Philadelphia art-punks MESH tap into a healthy distrust of the American government on their latest single.
Citing influences from the likes of Swell Maps, UV Race and Uranium Club, the quartet’s wiry, blown-out sound is propelled by insistent warnings about a modern-day Manchurian candidate.
In a statement on the song, they describe how “CIA Mind Control” was loosely inspired by a 1988 episode of NPR’s Fresh Air, where Grateful Dead lyricist Robert Hunter discusses his involvement in the Stanford University LSD trials.
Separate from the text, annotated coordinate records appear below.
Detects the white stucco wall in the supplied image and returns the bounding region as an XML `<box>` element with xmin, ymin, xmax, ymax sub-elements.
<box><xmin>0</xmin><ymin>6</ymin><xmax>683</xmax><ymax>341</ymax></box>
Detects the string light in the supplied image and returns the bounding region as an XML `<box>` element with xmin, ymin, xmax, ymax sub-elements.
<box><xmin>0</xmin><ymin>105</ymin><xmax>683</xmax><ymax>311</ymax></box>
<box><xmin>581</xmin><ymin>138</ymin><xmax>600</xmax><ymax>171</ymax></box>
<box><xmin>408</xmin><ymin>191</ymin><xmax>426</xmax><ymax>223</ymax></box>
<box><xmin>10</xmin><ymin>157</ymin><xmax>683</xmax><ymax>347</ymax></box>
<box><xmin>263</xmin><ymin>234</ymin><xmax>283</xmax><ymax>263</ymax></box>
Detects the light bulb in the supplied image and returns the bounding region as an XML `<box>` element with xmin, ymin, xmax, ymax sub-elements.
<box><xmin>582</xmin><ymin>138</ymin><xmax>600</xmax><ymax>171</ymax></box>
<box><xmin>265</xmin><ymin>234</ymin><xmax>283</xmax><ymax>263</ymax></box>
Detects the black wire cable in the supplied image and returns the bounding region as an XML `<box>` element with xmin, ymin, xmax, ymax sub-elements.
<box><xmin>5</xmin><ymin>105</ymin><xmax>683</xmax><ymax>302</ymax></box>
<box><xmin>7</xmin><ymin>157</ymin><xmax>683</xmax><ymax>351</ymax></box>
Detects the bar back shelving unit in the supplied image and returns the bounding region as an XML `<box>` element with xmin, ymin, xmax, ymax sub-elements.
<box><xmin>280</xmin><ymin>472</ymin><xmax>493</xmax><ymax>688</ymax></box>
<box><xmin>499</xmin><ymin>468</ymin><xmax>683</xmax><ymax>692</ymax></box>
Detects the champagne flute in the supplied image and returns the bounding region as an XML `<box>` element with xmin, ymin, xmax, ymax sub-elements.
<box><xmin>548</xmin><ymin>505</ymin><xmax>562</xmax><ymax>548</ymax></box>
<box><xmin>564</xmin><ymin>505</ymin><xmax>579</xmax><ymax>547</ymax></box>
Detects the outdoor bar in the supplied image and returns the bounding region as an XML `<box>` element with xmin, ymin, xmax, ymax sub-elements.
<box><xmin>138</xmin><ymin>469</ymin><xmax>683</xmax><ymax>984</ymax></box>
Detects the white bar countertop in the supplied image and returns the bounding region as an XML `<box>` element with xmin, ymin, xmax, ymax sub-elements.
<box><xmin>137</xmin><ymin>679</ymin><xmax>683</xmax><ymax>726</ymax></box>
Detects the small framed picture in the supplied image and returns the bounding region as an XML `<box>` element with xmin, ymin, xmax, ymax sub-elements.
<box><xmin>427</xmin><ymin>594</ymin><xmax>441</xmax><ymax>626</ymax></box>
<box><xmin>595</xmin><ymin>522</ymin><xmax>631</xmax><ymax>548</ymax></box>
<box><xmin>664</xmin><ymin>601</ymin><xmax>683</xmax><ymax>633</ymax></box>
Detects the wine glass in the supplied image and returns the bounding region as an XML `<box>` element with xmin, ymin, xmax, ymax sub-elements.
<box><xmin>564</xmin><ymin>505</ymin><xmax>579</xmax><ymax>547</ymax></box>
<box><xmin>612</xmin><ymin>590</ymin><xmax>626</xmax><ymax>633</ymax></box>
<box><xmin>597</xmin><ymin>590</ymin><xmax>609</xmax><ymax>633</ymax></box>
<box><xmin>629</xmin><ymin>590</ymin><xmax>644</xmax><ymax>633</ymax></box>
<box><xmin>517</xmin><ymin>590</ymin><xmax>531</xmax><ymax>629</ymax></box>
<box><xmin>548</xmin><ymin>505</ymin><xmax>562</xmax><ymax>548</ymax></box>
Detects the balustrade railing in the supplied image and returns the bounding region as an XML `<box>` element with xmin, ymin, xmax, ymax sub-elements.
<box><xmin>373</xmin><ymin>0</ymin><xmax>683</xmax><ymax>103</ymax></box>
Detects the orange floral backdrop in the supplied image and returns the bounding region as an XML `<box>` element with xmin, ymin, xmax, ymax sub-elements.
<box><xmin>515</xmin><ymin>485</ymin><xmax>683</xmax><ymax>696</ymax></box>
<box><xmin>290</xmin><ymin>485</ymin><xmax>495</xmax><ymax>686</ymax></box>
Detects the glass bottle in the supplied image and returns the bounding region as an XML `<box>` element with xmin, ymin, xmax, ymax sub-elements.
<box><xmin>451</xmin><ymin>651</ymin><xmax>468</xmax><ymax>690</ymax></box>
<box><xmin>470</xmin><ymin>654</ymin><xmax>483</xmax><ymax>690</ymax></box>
“The trials were secretly funded by the CIA in an effort to see if psychedelic substances could be used to make people more suggestible, they said in a statement. “So they took him into this room, gave him a bunch of acid, and had him stare at one of those spinning hypno-wheels that you used to see in Bugs Bunny cartoons, then ask him what he was experiencing.”
They continued: “To their dismay, he would explain these insane visuals of Buddha floating in intergalactic mason jars or whatever insane thing he was seeing. So basically it didn’t work for their purposes. Instead, they just had all these college students licking the walls and talking about fractals. ‘CIA Mind Control’ is a sort of spoof on the idea of that project actually working. Someone getting dosed and becoming a Matrix-esque covert assassin.”
MESH’s self-titled debut EP is available May 21 from Born Yesterday Records.